In October Moody’s downgraded Angola, another candidate for diversification, from B1 to B2 (the equivalent of B with Fitch and S&P). Like Nigeria, it saw a recession in 2016 (-0.7% growth, compared with -1.6%).
At the start of the oil price slide in mid-2014, Angola’s macro legacy was rather weaker. Its governments have historically been large spenders, with total expenditure averaging 39% of GDP in 2010-15. There was not, therefore, the choice of aggressive fiscal expansion to kick-start the economy, Nigeria-style. The debt burden is far greater, too: public external debt in 2016 reached 42% of GDP, and Moody’s saw a peak for the total debt of 54% this year.
A combination of planning and inheritance have favored Nigeria: a very good package for external debt relief in the 2000s, the fx reforms since Q1 2017, a huge population and a predominant non-oil economy. Radical thinkers (not our style) might add the FGN’s refusal ever to borrow from the IMF.
Straying into the political economy, these producing nations share a track record of poor governance. Abdelaziz Bouteflika has been president of Algeria since 1999, suffered a stroke in 2013 and has become a declining influence.
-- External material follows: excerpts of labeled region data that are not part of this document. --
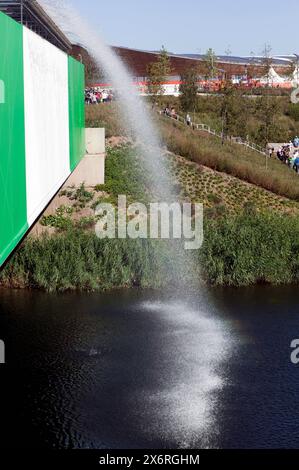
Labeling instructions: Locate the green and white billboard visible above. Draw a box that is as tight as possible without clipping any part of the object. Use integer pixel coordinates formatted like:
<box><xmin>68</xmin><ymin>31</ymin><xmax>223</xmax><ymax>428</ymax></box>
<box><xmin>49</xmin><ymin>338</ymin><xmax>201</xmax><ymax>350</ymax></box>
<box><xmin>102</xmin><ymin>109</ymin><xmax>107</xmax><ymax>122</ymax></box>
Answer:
<box><xmin>0</xmin><ymin>12</ymin><xmax>85</xmax><ymax>265</ymax></box>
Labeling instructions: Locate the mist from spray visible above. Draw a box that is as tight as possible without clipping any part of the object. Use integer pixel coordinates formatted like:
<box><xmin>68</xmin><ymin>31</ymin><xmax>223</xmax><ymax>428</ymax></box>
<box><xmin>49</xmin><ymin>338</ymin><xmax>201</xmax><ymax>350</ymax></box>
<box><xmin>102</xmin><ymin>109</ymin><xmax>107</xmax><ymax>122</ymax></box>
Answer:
<box><xmin>40</xmin><ymin>0</ymin><xmax>232</xmax><ymax>447</ymax></box>
<box><xmin>40</xmin><ymin>0</ymin><xmax>174</xmax><ymax>201</ymax></box>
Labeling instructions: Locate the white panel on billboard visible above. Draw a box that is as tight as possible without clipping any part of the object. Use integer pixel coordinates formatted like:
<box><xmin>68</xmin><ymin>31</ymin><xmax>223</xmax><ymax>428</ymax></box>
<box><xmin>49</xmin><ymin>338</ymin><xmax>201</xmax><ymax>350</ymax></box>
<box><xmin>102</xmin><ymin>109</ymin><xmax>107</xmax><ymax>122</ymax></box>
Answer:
<box><xmin>23</xmin><ymin>28</ymin><xmax>70</xmax><ymax>225</ymax></box>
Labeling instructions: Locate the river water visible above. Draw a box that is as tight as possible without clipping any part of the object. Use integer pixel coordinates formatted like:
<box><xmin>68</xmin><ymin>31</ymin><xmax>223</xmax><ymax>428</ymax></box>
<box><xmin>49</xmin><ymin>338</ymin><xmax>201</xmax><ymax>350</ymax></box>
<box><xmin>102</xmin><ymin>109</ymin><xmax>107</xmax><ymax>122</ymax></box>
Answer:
<box><xmin>0</xmin><ymin>287</ymin><xmax>299</xmax><ymax>449</ymax></box>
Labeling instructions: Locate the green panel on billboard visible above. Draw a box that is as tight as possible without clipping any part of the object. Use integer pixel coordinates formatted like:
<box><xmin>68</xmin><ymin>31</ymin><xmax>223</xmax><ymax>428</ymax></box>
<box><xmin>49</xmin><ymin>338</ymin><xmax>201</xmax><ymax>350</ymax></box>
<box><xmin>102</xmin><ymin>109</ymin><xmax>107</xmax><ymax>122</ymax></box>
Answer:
<box><xmin>68</xmin><ymin>57</ymin><xmax>85</xmax><ymax>171</ymax></box>
<box><xmin>0</xmin><ymin>12</ymin><xmax>27</xmax><ymax>265</ymax></box>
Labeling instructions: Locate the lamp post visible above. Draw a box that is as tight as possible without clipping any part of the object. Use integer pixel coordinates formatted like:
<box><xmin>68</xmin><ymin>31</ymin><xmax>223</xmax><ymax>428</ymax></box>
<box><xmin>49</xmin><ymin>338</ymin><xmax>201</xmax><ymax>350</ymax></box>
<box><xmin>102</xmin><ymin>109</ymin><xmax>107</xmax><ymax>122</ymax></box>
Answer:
<box><xmin>294</xmin><ymin>54</ymin><xmax>299</xmax><ymax>86</ymax></box>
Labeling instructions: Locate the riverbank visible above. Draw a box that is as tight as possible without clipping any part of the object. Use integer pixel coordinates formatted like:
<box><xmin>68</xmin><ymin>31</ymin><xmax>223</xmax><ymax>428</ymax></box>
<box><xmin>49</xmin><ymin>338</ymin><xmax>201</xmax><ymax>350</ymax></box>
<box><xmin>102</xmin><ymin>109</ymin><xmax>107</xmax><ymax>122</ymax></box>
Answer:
<box><xmin>0</xmin><ymin>211</ymin><xmax>299</xmax><ymax>292</ymax></box>
<box><xmin>0</xmin><ymin>121</ymin><xmax>299</xmax><ymax>292</ymax></box>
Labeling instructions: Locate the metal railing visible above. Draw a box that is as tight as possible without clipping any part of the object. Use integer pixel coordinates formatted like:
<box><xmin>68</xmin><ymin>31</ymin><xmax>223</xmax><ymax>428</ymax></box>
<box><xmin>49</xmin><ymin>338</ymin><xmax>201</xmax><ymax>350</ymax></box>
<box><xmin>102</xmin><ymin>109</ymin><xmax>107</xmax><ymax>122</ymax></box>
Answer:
<box><xmin>159</xmin><ymin>111</ymin><xmax>267</xmax><ymax>157</ymax></box>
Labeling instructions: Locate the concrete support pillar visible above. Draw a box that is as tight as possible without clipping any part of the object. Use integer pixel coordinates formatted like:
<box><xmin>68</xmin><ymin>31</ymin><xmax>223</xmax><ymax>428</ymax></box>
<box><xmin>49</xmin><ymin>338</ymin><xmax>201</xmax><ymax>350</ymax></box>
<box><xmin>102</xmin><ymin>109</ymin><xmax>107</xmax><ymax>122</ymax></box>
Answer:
<box><xmin>64</xmin><ymin>128</ymin><xmax>106</xmax><ymax>187</ymax></box>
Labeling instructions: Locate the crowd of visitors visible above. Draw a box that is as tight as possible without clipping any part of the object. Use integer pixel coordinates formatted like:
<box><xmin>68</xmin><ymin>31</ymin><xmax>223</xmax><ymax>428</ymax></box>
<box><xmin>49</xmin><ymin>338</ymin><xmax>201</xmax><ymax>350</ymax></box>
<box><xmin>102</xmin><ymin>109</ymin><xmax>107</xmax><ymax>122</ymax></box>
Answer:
<box><xmin>85</xmin><ymin>87</ymin><xmax>114</xmax><ymax>105</ymax></box>
<box><xmin>276</xmin><ymin>137</ymin><xmax>299</xmax><ymax>173</ymax></box>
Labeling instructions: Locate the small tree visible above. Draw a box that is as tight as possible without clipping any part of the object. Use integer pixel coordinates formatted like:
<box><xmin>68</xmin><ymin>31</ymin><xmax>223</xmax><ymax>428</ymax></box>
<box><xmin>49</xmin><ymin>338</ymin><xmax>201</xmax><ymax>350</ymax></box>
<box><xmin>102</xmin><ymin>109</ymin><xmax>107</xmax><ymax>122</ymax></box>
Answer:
<box><xmin>147</xmin><ymin>46</ymin><xmax>171</xmax><ymax>102</ymax></box>
<box><xmin>203</xmin><ymin>48</ymin><xmax>217</xmax><ymax>80</ymax></box>
<box><xmin>180</xmin><ymin>68</ymin><xmax>198</xmax><ymax>112</ymax></box>
<box><xmin>221</xmin><ymin>81</ymin><xmax>248</xmax><ymax>142</ymax></box>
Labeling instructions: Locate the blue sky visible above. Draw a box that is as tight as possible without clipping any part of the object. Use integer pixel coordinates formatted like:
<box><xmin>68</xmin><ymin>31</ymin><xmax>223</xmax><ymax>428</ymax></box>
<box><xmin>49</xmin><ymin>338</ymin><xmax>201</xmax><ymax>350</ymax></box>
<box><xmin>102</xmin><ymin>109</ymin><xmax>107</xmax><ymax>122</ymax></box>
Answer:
<box><xmin>70</xmin><ymin>0</ymin><xmax>299</xmax><ymax>55</ymax></box>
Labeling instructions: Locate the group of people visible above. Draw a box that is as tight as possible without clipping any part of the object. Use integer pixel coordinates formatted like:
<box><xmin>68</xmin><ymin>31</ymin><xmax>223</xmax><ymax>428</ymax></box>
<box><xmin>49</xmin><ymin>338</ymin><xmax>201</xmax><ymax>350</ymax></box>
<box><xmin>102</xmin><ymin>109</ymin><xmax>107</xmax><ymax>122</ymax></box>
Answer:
<box><xmin>163</xmin><ymin>106</ymin><xmax>178</xmax><ymax>119</ymax></box>
<box><xmin>276</xmin><ymin>137</ymin><xmax>299</xmax><ymax>173</ymax></box>
<box><xmin>85</xmin><ymin>88</ymin><xmax>114</xmax><ymax>105</ymax></box>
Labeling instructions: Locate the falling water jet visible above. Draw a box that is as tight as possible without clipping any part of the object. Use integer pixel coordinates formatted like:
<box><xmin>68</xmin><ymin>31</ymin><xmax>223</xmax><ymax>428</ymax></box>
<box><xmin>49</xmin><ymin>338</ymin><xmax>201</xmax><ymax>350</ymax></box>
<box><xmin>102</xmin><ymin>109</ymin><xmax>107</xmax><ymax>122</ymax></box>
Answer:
<box><xmin>40</xmin><ymin>0</ymin><xmax>232</xmax><ymax>447</ymax></box>
<box><xmin>41</xmin><ymin>0</ymin><xmax>199</xmax><ymax>288</ymax></box>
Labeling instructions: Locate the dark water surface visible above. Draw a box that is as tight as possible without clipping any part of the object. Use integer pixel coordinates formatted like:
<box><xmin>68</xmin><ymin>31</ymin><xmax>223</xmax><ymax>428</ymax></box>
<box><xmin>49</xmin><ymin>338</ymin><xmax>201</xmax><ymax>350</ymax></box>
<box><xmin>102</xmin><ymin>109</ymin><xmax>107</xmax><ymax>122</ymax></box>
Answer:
<box><xmin>0</xmin><ymin>287</ymin><xmax>299</xmax><ymax>449</ymax></box>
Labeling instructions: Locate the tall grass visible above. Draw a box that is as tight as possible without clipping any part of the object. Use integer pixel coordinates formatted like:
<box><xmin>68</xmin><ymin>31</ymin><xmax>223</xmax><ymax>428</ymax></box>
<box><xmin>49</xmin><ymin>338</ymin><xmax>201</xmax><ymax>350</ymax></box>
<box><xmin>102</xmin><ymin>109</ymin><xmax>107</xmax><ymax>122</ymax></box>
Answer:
<box><xmin>0</xmin><ymin>211</ymin><xmax>299</xmax><ymax>292</ymax></box>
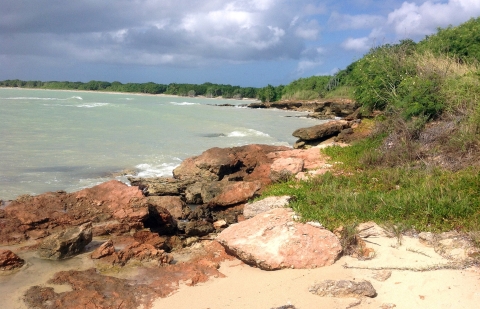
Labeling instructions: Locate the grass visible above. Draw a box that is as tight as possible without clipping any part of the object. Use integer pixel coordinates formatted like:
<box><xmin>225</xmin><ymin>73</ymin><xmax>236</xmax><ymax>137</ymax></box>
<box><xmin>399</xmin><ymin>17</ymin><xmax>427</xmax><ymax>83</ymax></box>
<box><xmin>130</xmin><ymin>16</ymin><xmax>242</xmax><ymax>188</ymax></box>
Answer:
<box><xmin>264</xmin><ymin>138</ymin><xmax>480</xmax><ymax>232</ymax></box>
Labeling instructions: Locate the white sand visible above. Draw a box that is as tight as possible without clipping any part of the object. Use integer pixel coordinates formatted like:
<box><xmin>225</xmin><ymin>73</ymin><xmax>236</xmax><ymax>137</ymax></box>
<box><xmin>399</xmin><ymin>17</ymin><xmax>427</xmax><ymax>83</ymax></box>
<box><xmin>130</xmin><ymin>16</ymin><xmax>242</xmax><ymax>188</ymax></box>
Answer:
<box><xmin>154</xmin><ymin>237</ymin><xmax>480</xmax><ymax>309</ymax></box>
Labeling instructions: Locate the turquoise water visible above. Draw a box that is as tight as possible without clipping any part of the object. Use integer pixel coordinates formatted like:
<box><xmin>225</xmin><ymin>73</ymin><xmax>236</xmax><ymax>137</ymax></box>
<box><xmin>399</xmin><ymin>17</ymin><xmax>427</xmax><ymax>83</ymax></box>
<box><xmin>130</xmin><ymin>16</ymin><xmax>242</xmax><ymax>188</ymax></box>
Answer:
<box><xmin>0</xmin><ymin>89</ymin><xmax>320</xmax><ymax>200</ymax></box>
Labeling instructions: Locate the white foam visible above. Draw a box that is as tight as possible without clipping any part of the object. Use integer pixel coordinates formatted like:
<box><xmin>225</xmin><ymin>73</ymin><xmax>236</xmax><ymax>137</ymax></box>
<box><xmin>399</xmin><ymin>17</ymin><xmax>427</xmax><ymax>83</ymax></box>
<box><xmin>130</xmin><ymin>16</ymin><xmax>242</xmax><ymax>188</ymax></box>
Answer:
<box><xmin>77</xmin><ymin>103</ymin><xmax>110</xmax><ymax>108</ymax></box>
<box><xmin>5</xmin><ymin>96</ymin><xmax>83</xmax><ymax>101</ymax></box>
<box><xmin>227</xmin><ymin>129</ymin><xmax>270</xmax><ymax>137</ymax></box>
<box><xmin>170</xmin><ymin>102</ymin><xmax>200</xmax><ymax>106</ymax></box>
<box><xmin>135</xmin><ymin>163</ymin><xmax>179</xmax><ymax>177</ymax></box>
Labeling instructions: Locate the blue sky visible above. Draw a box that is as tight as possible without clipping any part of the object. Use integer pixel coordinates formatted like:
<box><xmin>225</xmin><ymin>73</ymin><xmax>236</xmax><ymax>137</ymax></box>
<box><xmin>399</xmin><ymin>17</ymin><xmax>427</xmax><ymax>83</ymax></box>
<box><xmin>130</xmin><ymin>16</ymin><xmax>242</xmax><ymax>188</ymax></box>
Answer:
<box><xmin>0</xmin><ymin>0</ymin><xmax>480</xmax><ymax>87</ymax></box>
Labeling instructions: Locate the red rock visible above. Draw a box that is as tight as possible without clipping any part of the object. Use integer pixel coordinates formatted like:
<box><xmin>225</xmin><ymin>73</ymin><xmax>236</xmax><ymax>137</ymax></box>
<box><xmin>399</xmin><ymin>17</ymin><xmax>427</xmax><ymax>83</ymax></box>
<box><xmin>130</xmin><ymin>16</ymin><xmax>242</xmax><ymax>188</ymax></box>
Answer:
<box><xmin>0</xmin><ymin>250</ymin><xmax>25</xmax><ymax>270</ymax></box>
<box><xmin>90</xmin><ymin>239</ymin><xmax>115</xmax><ymax>259</ymax></box>
<box><xmin>117</xmin><ymin>242</ymin><xmax>172</xmax><ymax>264</ymax></box>
<box><xmin>270</xmin><ymin>158</ymin><xmax>304</xmax><ymax>182</ymax></box>
<box><xmin>38</xmin><ymin>223</ymin><xmax>92</xmax><ymax>260</ymax></box>
<box><xmin>0</xmin><ymin>180</ymin><xmax>149</xmax><ymax>244</ymax></box>
<box><xmin>243</xmin><ymin>195</ymin><xmax>291</xmax><ymax>219</ymax></box>
<box><xmin>268</xmin><ymin>148</ymin><xmax>328</xmax><ymax>170</ymax></box>
<box><xmin>216</xmin><ymin>208</ymin><xmax>342</xmax><ymax>270</ymax></box>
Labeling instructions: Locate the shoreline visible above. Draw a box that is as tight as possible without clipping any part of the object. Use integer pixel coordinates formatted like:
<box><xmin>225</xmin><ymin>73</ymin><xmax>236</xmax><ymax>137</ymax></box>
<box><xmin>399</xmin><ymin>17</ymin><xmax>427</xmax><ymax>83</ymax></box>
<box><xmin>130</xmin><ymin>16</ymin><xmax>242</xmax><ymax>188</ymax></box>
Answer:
<box><xmin>0</xmin><ymin>87</ymin><xmax>260</xmax><ymax>103</ymax></box>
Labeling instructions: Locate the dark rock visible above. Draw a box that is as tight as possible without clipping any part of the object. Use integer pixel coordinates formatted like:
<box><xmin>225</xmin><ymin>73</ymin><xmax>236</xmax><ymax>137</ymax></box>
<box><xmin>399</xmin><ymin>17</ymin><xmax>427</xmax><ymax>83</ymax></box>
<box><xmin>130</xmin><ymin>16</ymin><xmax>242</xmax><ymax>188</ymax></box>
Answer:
<box><xmin>173</xmin><ymin>144</ymin><xmax>290</xmax><ymax>184</ymax></box>
<box><xmin>147</xmin><ymin>196</ymin><xmax>190</xmax><ymax>219</ymax></box>
<box><xmin>188</xmin><ymin>205</ymin><xmax>212</xmax><ymax>220</ymax></box>
<box><xmin>128</xmin><ymin>177</ymin><xmax>194</xmax><ymax>196</ymax></box>
<box><xmin>185</xmin><ymin>220</ymin><xmax>215</xmax><ymax>236</ymax></box>
<box><xmin>0</xmin><ymin>180</ymin><xmax>149</xmax><ymax>244</ymax></box>
<box><xmin>185</xmin><ymin>182</ymin><xmax>205</xmax><ymax>204</ymax></box>
<box><xmin>90</xmin><ymin>239</ymin><xmax>115</xmax><ymax>260</ymax></box>
<box><xmin>38</xmin><ymin>223</ymin><xmax>92</xmax><ymax>260</ymax></box>
<box><xmin>202</xmin><ymin>181</ymin><xmax>262</xmax><ymax>206</ymax></box>
<box><xmin>0</xmin><ymin>250</ymin><xmax>25</xmax><ymax>270</ymax></box>
<box><xmin>133</xmin><ymin>230</ymin><xmax>168</xmax><ymax>250</ymax></box>
<box><xmin>145</xmin><ymin>205</ymin><xmax>177</xmax><ymax>235</ymax></box>
<box><xmin>292</xmin><ymin>120</ymin><xmax>352</xmax><ymax>141</ymax></box>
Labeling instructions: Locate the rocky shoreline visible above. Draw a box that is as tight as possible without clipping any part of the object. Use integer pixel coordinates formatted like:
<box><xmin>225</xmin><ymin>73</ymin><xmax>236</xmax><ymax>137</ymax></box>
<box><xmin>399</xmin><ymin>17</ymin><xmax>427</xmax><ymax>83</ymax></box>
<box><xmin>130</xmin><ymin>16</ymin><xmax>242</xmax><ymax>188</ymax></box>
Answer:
<box><xmin>0</xmin><ymin>105</ymin><xmax>479</xmax><ymax>309</ymax></box>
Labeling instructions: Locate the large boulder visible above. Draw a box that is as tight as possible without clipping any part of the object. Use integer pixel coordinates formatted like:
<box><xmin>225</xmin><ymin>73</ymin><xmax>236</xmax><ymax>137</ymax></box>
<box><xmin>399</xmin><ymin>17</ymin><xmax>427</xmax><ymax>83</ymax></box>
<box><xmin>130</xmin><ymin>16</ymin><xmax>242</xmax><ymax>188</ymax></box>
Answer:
<box><xmin>270</xmin><ymin>158</ymin><xmax>304</xmax><ymax>182</ymax></box>
<box><xmin>0</xmin><ymin>250</ymin><xmax>25</xmax><ymax>270</ymax></box>
<box><xmin>38</xmin><ymin>223</ymin><xmax>92</xmax><ymax>260</ymax></box>
<box><xmin>292</xmin><ymin>120</ymin><xmax>352</xmax><ymax>141</ymax></box>
<box><xmin>216</xmin><ymin>208</ymin><xmax>342</xmax><ymax>270</ymax></box>
<box><xmin>243</xmin><ymin>195</ymin><xmax>291</xmax><ymax>219</ymax></box>
<box><xmin>202</xmin><ymin>181</ymin><xmax>262</xmax><ymax>206</ymax></box>
<box><xmin>147</xmin><ymin>196</ymin><xmax>189</xmax><ymax>219</ymax></box>
<box><xmin>0</xmin><ymin>180</ymin><xmax>149</xmax><ymax>244</ymax></box>
<box><xmin>128</xmin><ymin>177</ymin><xmax>194</xmax><ymax>196</ymax></box>
<box><xmin>173</xmin><ymin>144</ymin><xmax>290</xmax><ymax>183</ymax></box>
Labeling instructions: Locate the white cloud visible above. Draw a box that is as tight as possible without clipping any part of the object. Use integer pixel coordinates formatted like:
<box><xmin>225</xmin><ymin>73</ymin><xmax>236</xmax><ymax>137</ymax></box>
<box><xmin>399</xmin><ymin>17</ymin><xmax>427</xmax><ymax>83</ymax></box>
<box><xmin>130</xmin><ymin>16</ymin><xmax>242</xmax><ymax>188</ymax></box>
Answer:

João Lourenço, the president of Angola since August, has made some sweeping reforms in the management of the economy to enhance efficiency but is no advocate of the inclusive government.
Tens of members of the Saudi princely and business elites have been staying against their will in the Ritz-Carlton Hotel in Riyadh since November until they surrender what the authorities insist are their corrupt gains over decades.
The length of this oil price recovery is unclear but at some point, the market will again slide. Nigeria’s adjustment, while limited, looks relatively good.